Matrix plainification leads to high thermoelectric performance in plastic Cu2Se/SnSe composites
Pan Ying, Qingyang Jian, Yaru Gong, Tong Song, Yuxuan Yang, Yang Geng, Junquan Huang, Rongxin Sun, Chen Chen, Tao Shen, Yanan Li, Wei Dou, Congmin Liang, Yuqi Liu, Deshang Xiang, Tao Feng, Xiaoyu Fei, Yongsheng Zhang, Kun Song, Yang Zhang, Haijun Wu, Guodong Tang
Abstract
Thermoelectric technology exhibits significant potential for power generation and electronic cooling. In this study, we report the achievement of exceptional thermoelectric performance and high plasticity in stable Cu2Se/SnSe composites. A novel matrix plainification strategy was employed to eliminate lattice vacancies within the Cu2Se matrix of the Cu2Se/SnSe composites, resulting in a marked improvement in carrier mobility and power factor. The presence of quasi-coherent interfaces induces phonon scattering, reducing lattice thermal conductivity without compromising carrier mobility.

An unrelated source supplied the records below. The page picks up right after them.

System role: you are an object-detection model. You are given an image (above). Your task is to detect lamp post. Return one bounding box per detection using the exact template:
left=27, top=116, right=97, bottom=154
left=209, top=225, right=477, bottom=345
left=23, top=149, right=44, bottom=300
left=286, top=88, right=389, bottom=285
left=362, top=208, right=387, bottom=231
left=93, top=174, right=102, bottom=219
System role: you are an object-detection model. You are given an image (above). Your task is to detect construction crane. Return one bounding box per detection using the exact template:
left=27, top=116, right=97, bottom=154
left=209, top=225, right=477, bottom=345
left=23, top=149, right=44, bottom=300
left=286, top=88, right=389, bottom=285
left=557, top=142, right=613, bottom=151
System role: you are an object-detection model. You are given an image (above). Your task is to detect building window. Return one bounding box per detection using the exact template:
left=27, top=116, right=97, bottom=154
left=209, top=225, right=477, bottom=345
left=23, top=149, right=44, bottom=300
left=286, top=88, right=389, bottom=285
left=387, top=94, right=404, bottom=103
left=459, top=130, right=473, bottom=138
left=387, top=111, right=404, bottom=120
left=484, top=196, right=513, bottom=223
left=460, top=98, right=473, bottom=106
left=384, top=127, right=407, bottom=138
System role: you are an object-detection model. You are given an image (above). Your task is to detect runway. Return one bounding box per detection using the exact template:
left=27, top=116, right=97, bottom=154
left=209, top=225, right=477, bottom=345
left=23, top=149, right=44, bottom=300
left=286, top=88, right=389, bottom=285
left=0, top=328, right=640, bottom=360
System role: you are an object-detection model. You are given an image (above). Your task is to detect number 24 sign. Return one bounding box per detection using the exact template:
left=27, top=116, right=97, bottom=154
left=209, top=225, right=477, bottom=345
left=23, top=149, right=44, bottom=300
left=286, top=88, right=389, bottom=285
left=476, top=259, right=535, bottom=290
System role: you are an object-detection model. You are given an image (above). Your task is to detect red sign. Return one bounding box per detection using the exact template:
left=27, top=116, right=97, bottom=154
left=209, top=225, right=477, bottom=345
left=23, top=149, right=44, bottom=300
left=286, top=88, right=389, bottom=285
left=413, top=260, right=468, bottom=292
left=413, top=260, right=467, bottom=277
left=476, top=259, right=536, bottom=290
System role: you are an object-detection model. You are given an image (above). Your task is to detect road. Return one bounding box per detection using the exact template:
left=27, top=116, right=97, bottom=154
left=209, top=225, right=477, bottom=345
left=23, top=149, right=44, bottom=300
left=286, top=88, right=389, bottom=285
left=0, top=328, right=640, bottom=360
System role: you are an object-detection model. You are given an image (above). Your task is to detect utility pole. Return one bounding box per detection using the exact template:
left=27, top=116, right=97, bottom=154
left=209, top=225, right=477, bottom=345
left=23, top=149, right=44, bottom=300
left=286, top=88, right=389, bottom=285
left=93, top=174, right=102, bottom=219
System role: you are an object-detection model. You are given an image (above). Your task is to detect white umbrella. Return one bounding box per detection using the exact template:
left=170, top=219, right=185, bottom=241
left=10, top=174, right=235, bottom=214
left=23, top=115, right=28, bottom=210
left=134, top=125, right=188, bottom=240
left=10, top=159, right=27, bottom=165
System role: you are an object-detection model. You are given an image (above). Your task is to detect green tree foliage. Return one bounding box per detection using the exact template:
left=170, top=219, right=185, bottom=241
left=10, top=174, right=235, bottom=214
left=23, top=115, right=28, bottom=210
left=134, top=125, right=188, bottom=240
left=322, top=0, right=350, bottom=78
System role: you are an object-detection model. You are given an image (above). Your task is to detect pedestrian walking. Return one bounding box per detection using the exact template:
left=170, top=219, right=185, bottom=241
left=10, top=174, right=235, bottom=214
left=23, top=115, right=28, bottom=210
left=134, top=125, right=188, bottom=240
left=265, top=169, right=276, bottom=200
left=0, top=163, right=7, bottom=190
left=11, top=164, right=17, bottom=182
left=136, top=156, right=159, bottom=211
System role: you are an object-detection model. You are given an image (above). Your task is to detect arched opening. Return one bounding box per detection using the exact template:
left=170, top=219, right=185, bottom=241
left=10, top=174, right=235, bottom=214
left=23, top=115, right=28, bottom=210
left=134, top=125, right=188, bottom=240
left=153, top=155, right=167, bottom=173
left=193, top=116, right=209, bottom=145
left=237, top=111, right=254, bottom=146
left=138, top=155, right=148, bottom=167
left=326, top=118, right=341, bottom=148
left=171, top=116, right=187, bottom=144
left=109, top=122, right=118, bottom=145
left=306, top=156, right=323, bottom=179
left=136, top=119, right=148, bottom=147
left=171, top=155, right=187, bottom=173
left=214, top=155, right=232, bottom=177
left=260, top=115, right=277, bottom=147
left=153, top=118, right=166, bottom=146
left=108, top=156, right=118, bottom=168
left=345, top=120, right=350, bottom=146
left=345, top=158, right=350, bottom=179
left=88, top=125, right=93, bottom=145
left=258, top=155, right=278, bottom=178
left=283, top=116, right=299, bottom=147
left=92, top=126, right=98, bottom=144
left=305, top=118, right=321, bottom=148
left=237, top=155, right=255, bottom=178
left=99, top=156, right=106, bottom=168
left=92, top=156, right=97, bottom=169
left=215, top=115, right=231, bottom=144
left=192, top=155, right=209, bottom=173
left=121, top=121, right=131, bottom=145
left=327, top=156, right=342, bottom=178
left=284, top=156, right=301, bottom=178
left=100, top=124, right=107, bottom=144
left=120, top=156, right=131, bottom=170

Consequently, a high figure of merit (ZT) of 3.3 was attained in the Cu2Se/5 wt.% Sn0.96Pb0.01Zn0.03Se composite. Additionally, the presence of high-density nanotwins imparts remarkable plasticity to the composite, yielding a compressive strain of 12%. The secondary phase contributes to the stability of the composite by hindering the extensive migration of Cu ions through bonding interactions. Our findings present a novel strategy for enhancing the thermoelectric performance of composite semiconductors, with potential applicability to other thermoelectric systems. The authors propose a matrix plainification strategy to eliminate lattice vacancies in the Cu2Se matrix of the Cu2Se/SnSe composites, resulting in obvious improvement in carrier mobility and power factor, obtaining a high figure of merit of 3.3.